So, I last left you with 2 hours of a sleep and a 24 hour day ahead of me. It pretty much went according to plan.
I'd hired a car to take me to the airport, which turned out to be a smart move, as I was, indeed, operating on 2 hours of sleep, and I was pretty sure that an SUV at 65 mph counts as the sort of heavy machinery you shouldn't operate drowsy.
I'll spare you the excitement of the two flights and the 3 hours layover in Vancouver Airport. I eventually found myself, and my friend (who met me in Vancouver) in Whitehorse, up in the Yukon.
Not a big place, Whitehorse. Population is 27,000, which is pretty small. Probably only 10 Starbucks here.
The reason I was supposed to be awake until 2:30 this morning is that we were going out to the middle of nowhere (Whitehorse is only nowhere adjacent) to attempt to see the Northern Lights. The reason I was actually awake until 3:30 is because we did, in fact, see them.
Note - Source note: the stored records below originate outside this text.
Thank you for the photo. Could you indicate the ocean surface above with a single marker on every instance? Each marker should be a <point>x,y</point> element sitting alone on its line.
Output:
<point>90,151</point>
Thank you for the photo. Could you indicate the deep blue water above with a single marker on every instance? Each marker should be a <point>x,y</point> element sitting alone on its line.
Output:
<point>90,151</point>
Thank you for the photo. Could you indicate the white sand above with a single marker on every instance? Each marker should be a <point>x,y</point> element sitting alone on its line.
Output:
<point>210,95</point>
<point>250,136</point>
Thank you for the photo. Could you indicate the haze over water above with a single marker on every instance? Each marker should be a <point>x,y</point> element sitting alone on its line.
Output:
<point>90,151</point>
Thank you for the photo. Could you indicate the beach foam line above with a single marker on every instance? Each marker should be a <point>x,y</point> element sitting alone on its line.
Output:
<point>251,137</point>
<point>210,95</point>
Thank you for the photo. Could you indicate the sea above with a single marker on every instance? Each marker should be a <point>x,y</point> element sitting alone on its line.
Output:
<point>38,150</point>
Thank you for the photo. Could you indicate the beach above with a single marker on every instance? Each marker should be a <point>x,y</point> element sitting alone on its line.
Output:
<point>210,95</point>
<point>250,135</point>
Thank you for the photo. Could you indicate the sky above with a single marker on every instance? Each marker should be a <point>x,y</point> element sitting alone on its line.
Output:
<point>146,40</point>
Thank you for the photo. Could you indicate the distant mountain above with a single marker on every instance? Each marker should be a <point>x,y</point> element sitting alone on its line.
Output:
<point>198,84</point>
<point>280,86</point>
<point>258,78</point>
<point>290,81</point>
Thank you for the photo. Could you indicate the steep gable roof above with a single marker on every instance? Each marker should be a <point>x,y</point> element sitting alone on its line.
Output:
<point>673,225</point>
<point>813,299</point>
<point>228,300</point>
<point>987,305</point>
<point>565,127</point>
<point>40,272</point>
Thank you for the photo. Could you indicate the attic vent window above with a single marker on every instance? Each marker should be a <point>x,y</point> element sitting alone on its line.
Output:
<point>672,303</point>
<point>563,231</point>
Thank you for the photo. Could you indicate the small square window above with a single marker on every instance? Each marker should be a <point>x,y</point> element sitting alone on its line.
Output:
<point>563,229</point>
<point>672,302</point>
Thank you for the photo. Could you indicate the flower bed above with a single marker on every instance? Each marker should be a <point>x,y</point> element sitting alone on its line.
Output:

At 9:30, we piled into the van ... I lie. At 9:30, we piled into a van and several school buses. I'd anticipated a much smaller tour group. The operation we're here with, Northern Tales, gives you the impression that it takes a van load of about 12 people out to a field someplace, where you sit drinking coffee and eating cookies in a small cabin, then you run outside to view the aurora when they happen to be aurora-ing. This is what actually happens: They own (or rent) three large fields on some farmer's property. The fields are separated by trees (and, probably, access roads). In each area, Northern Tales has a viewing area. There were about 40 of us in our field. The guide told me that the next field over was 90 Japanese tourists (and three Japanese-speaking guides.)
For the 40 of us, we had one big field with a good view to the north; and (behind it, so as not to interfere with photographs): a campfire; a little canvas teepee with chairs and a wood burning stove; and a smallish canvas cabin, with another wood burning stove. Also, lots of hot water for beverages, almost (but not quite) enough mugs for everybody, cookies, chips, peanuts, pretzels, marshmallows (and sticks for roasting them). And an outhouse (with no heat source whatsoever -- a fact which made me strictly limit my beverage consumption, and balance it with salty snacks).
Once they showed us around, we set up our tripods in the field, and waited for the aurora.
And waited for the aurora.
About two hours into this, I said "fuck it" and went into the teepee, then moved to the cabin. Look, they rented me a bunch of clothes rated down to -40. Even though it was only in the -10 ballpark, it was still a bit chilly. Especially when all you're doing is standing stock still in a field waiting for the heavens to do something.
I also realized that with THAT many people around, someone was bound to outside at all times, and I figured that if the aurora were going to get busy, someone would have the good sense to yell, "Hey! They're active!" I mean, it isn't like you're going to scare them off by shouting.
The plan is that if there's no visible aurora activity, you leave the field at 1:30 a.m. And if there is aurora, you leave at 2:00. 2:10, at the latest, unless they're really going something awesome.
It must've been around 1:15, when I'm thinking, "yay, we can get on the bus soon," that one of our guides popped his head into the cabin (filled with sleepy tourists) and said, "the lights are starting."
It's not the sort of thing you can say calmly. My parents joke that, when you're teaching your kids to drive, the guidebooks say you're not supposed to say, "stop." Instead, you're supposed to say, "please, bring the car to a halt." You know, so the kid doesn't slam on the brakes and send you hurtling into the dashboard. Well, after we've been waiting for the lights for 3 hours -- and, in fact, some of the other tourists there had been out several nights before, and they hadn't had any aurora action -- saying "the lights are starting" is the equivalent of yelling "stop" at a teen learning to drive. Instant reaction. Thirty people stampede the door.
Nobody even went back to where they'd staked out good positions with their tripods, either. We'd all taken them down, in preparation to leave. So we all sort of gathered at the edge of the field, found a place with nobody else in front of us, a looked upward, scanning the skies.
It was cloudy. Really cloudy. Which meant we didn't see much in the way of colors, because the clouds were between us and the lights. (I saw one that was vaguely green, but they were mostly just lighter patches in the clouds. Moving lighter patches in the clouds.) Still, they were nifty and cool and impressive. I heard some couples huddling together excitedly. A few people actually cried. Collective "ooohs" and "aaahs" from the next field over, as though the Japanese tourists had practiced Synchronized Aurora Appreciation.
I don't get all spiritual in my appreciation of Amazingly Cool Shit -- it just isn't in my nature. At the same time, when I'm standing there, with everyone behind me (so it feels like I'm quite alone) looking up at these dancing lights in the sky, it does feel like there's something more going on than just light from solar flares doing nifty things when meeting our atmosphere. The world is full of breathtakingly beautiful things, and even when science provides a perfectly rational explanation, it doesn't make them any less inexplicable.